Monday, June 05, 2023

Vouchers and Taxes: Do they Subsidize Religious Education?

Some would argue that school choice results in non-believers being taxed to fund religious educations for believers. That somehow this is unfair to unbelievers. Is that true? Is this preferential funding of religion?

From a law and economics perspective, how should we think about this issue? 

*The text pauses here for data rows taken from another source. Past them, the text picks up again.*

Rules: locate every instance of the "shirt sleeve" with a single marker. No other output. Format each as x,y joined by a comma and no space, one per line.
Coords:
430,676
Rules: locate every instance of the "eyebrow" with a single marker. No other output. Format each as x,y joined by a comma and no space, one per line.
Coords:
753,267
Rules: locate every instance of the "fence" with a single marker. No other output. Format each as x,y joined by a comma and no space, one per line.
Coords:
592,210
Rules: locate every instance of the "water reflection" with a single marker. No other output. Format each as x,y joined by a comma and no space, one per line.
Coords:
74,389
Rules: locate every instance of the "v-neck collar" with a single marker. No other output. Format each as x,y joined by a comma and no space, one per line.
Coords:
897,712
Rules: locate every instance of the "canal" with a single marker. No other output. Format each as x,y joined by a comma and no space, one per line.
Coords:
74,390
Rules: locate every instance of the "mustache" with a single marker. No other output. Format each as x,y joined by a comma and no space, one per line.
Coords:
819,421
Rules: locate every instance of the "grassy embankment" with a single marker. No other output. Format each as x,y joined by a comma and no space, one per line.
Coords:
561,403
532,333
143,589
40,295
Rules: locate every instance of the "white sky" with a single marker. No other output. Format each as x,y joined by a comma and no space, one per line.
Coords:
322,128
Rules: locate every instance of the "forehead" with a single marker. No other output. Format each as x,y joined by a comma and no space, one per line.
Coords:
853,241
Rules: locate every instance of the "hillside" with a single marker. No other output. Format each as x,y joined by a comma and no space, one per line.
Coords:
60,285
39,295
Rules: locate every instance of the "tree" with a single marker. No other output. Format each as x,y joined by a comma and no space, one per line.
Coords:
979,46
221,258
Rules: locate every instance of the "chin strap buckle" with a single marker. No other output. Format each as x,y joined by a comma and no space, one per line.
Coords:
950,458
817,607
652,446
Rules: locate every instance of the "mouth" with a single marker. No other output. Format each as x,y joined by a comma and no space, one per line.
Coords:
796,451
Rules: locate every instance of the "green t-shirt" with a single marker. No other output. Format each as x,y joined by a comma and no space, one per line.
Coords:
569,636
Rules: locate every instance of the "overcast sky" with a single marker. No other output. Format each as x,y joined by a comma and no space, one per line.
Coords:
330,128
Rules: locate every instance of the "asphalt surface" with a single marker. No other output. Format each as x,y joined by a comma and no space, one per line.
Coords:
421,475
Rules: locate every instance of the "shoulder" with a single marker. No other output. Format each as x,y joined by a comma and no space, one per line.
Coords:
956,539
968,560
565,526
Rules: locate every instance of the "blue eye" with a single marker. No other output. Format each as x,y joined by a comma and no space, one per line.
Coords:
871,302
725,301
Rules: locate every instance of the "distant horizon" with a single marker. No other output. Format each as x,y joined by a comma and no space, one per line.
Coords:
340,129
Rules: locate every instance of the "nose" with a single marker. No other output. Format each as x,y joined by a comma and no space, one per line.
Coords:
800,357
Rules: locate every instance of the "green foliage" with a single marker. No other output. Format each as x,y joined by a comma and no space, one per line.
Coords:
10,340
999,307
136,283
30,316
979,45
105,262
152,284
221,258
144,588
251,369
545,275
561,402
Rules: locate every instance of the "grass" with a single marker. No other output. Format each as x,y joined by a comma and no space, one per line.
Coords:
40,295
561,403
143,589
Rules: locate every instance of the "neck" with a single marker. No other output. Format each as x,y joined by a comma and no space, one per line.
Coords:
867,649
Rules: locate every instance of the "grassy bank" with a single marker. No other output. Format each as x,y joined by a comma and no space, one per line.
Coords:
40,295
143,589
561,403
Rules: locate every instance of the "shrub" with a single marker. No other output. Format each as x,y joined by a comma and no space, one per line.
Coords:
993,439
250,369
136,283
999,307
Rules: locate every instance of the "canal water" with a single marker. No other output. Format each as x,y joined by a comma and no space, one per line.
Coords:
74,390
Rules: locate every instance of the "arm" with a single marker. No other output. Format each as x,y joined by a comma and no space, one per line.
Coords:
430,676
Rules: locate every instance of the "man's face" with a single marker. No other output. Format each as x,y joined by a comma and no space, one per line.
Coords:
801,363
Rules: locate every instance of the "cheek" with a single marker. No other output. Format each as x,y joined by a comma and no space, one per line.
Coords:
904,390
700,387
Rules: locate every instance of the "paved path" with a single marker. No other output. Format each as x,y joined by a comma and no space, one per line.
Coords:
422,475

Might it be the other way around?


Michael McConnell and Richard Posner, take the position that equal funding of school choice is necessary for neutrality. They explain the economic impact of school choice this way:


No one is taxed to support the religious education of another; rather, each person pays one lifetime's worth of taxes earmarked for education and in return receives (in advance) one education. Of course, things would not work out as neatly in practice as they do in this very abstract model. There would still be a subsidy from rich to poor…. But there would be no systematic transfer of wealth from individuals who attend religious schools to those who do not. On the contrary, to force individuals to pay education taxes but deny them education financing because they have chosen a religious school brings about a systematic transfer of wealth from the religious to the nonreligious.

[McConnell & Posner, An Economic Approach to Issues of Religious Freedom, 56 U. Chi. L.Rev. 1, 18 (1989).]
 
 McConnell and Posner thus view k-12 education as a benefit to each child (not to their parents). Each person (each child) receives one government-paid education at the school of his or her choice; each person then pays a lifetime of taxes to repay the educational “loan.” No one is taxed to pay for someone else’s “religious” indoctrination.

Everyone receives what amounts to a government loan for a k-12 education and everyone pays a lifetime of taxes to pay back that loan.